Estados Unidos
El piloto de un sueño frustrado por César Vidal
Cuando Obama llegó a la Casa Blanca hace cuatro años, tenía ante si el peor panorama económico que había sufrido EE UU desde la Gran Depresión. La Administración Bush llevaba gastados más de tres billones de dólares en Irak, se habían destruido casi 8,5 millones de empleos y casi tres millones de familias se habían visto desahuciadas a causa de la crisis económica. Tan sólo en 2008, las familias americanas perdieron once billones de dólares, un 18% de su riqueza. El golpe resultaba aún más severo porque con Bush sólo se habían creado tres millones de empleos nuevos, una cifra casi ridícula comparada con los 16 millones de la presidencia de Ronald Reagan o los más de 23 de la de Bill Clinton. El gasto del Gobierno federal había pasado con Bush del 18,5% del PIB al 21% en 2008. Bush había llegado al poder con una nación que tenía un superávit de 125.300 millones. Abandonaba la presidencia dejando tras de sí un déficit de 364.400 millones. Por añadidura, la banca había estado al borde de la quiebra generalizada mientras discurría la campaña; el país contemplaba la destrucción mensual de más de 800.000 puestos de trabajo y nadie se atrevía a aventurar cuándo tendría lugar el fin de dos guerras en el exterior que llegarían a costar un billón de dólares al año, disparando el déficit.

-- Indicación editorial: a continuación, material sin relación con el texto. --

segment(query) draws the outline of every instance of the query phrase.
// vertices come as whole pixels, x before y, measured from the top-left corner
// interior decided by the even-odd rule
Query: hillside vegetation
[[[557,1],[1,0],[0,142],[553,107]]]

Frente a ese panorama, Obama prometía que remontaría la crisis sin que la clase media tuviera que pagar los platos rotos; defendía una política exterior más dialogante incluso con las naciones más enfrentadas con EE UU; pretendía salvar la división política de la nación y tenía la intención de llevar a cabo un ambicioso programa de reformas que atendiera a necesidades como la cobertura sanitaria nacional o el acceso universal a la educación que no están cubiertas en EE UU de una manera que se asemeje lejanamente a la de las naciones de la UE. Al cabo de pocos meses, quedó de manifiesto que su sueño no se convertiría en realidad. De entrada, los supremacistas islámicos –mucho menos flexibles y mucho más fanáticos que los soviéticos– interpretaron como debilidad los gestos de Obama. Al final, con un gasto militar disparado, Obama ha llevado a cabo una política exterior que no se ha diferenciado de la de Bush. En contra de sus promesas, ni ha cerrado Guantánamo, ni ha derogado la Patriot Act –que limita gravemente las libertades para combatir el terrorismo– y ha mantenido dos conflictos armados, raíz de un astronómico gasto anual que ha aumentado el déficit y que obstaculiza la recuperación.
El mundo es el que es y Obama ha actuado con responsabilidad y realismo, pero los resultados distan mucho de ser los que tanto él como sus votantes esperaban. Acusado de ser musulmán y socialista y de no ser ciudadano americano, Obama se ha enfrentado con una oposición encarnizada que ha sabido utilizar el amor a la libertad de los norteamericanos para intentar frenar un «Obamacare» que no se ha atrevido a a colisionar con el poderosísimo «lobby» sanitario. Porque lo cierto es que su reforma sanitaria ha pretendido conseguir la imposible cuadratura del círculo. Por un lado, ha intentado que, por primera vez en la historia, exista una asistencia sanitaria universal y, por otro, que la industria médica siga conservando sus incomparables privilegios. Hoy, no son escasos los médicos que se niegan a atender a pacientes simplemente porque su cobertura es la del «Medicaid», que cubre sólo a los más humildes.
Tanto en el aspecto exterior como en el de las reformas, Obama ha logrado, como mucho, victorias a medias. Sin embargo, no todo ha sido negativo. Hace ya año y medio se detuvo la destrucción de empleo y la nación comenzó a crecer económicamente. A día de hoy, se han creado más de cinco millones de empleos y el paro ha descendido por debajo del 8%. Así se ha llegado a estas elecciones. Si las gana Obama, tendrá que enfrentarse a nuevo conflicto contra Irán, al aumento del déficit, a un Congreso en manos republicanas y al más que posible final de sus proyectos porque no habrá manera de costearlos. Si las pierde, pasará a engrosar la historia de los presidentes, en su mayoría demócratas, que intentaron abordar reformas esenciales y que contemplaron cómo se estrellaban contra un escollo llamado Vietnam o Wall Street. Habrá pilotado otro sueño roto. Lástima que ese sueño sea, en no escasa medida, el sueño americano.